Man kann beim Fotografieren genau wie im Yoga arbeiten. Frei nach Patanjali: Sthira Sukham Asanam. Ich versuche den Mensch in dem Moment zu erwischen, in dem er an dem Punkt in der Asana ist, an dem er gleichzeitig kraftvoll und entspannt sein kann. Aber ich bin keine typische Yoga Fotografin. Meine Antwort ist nicht verallgemeinerbar und gilt nur für mich persönlich. Man kann als Technik-Crack oder mit einer künstlerischen Vision ebenfalls ganz tolle Bilder machen. Es ist einfach ein anderer Weg.

(Foto: Bérénice Knöß)

Hast du Vorbilder?

Bérénice: Im konkreten Sinne nicht. Ich habe in den Dingen, die ich tue nie direkte Vorbilder. Ich habe Kunstgeschichte studiert und könnte dir jetzt Fotografen nennen die ich toll finde. Edouard Boubat zum Beispiel oder Man Ray und Magritte liebe ich sehr. Überhaupt bin ich ein großer Fan vom Surealismus. Aber die sind keine direkte Inspiration für meine Yoga-Bilder.

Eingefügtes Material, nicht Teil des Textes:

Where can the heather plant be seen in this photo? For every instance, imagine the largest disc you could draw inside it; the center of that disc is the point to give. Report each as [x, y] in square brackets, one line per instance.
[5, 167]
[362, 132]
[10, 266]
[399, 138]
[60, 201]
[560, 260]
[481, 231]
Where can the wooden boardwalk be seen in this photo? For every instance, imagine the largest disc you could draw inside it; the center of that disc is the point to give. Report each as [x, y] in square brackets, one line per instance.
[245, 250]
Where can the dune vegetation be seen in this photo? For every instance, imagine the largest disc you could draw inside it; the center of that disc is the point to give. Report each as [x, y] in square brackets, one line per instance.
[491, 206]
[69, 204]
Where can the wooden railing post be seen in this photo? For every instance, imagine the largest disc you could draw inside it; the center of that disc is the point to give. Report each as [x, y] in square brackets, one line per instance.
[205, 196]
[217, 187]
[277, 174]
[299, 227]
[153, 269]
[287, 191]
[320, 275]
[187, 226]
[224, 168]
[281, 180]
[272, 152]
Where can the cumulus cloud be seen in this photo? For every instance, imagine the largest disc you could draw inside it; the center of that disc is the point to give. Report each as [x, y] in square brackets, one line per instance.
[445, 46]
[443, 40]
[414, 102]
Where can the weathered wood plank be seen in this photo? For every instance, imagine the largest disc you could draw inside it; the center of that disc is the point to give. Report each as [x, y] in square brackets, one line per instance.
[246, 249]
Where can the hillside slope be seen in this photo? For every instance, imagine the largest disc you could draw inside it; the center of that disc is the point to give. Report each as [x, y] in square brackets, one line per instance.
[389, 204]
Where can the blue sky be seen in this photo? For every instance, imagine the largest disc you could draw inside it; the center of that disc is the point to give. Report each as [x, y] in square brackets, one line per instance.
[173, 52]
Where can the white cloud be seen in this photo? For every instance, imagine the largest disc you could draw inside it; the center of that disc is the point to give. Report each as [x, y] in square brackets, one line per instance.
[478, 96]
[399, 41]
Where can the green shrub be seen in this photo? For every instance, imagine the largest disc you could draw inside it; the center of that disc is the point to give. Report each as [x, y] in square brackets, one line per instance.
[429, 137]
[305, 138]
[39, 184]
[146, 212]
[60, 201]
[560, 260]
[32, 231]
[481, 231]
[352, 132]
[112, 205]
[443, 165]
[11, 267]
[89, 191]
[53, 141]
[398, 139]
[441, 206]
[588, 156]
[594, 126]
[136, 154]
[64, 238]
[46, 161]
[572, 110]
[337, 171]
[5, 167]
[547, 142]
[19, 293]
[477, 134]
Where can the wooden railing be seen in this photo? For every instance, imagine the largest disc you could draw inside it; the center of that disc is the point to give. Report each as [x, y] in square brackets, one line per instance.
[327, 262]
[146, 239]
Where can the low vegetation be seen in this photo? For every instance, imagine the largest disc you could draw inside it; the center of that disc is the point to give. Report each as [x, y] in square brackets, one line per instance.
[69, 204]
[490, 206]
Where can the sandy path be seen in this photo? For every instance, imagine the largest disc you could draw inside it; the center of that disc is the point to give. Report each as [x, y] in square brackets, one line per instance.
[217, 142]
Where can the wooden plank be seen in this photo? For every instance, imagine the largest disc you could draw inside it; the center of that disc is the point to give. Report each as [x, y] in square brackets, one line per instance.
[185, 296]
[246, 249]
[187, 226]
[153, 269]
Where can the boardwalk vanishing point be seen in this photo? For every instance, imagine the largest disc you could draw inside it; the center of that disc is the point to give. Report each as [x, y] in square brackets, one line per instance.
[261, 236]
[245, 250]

Und ich schweife vielleicht auch vom Thema ab.

Ich beziehe meine Inspiration aus anderen Quellen, als die in die ich reinschöpfe. Ich liebe Literatur und Kunst. Ich liebe intensive Gespräche mit Menschen und interessiere mit für Psychologie und Philosophie. Das ist für mich Inspiration pur und wirkt sich auf Alles aus was ich mache. Im Bereich Fotografie habe ich weniger ästhetische Vorbilder, als das mir mein Interesse an Philosophie den Umgang mit unterschiedlichsten Menschen erleichtert.

Das ist bei meinem Blog auch so. Ich lese gar keine Yoga-Blogs. Ich lese nicht mal Magazine. Außer die Psychologie Heute und manchmal die Brandeins. Aber eigentlich lese ich lieber Bücher. Und ich kenne keinen einzigen Yoga Fotografen! Aber nicht weil die schlecht sind oder so. Es macht für mich einfach keinen Sinn, ich funktioniere anders. Ich lese ein geniales Buch und habe 10 Ideen für Blogbeiträge. Ich gehe über die Straße, sehe einen Einkaufswagen vor einer alten Garage und habe eine Idee für ein Foto. Und dann sind natürlich die Menschen die ich gerade fotografiere situativ meine Vorbilder und Inspirationsquellen.

Liebe Bérénice - habe vielen Dank für das Interview.

Testbild 1

(Foto: Susanne Öllbrunner)

Bérénice aus München schreibt in ihrem Blog My Yoga Guide  über all die Dinge, die sie interessant findet und stellt Münchener Yogastudios vor. Ihrer Leidenschaft, der Yoga Fotografie, geht sie jetzt professionell nach und bietet Fotoshootings an.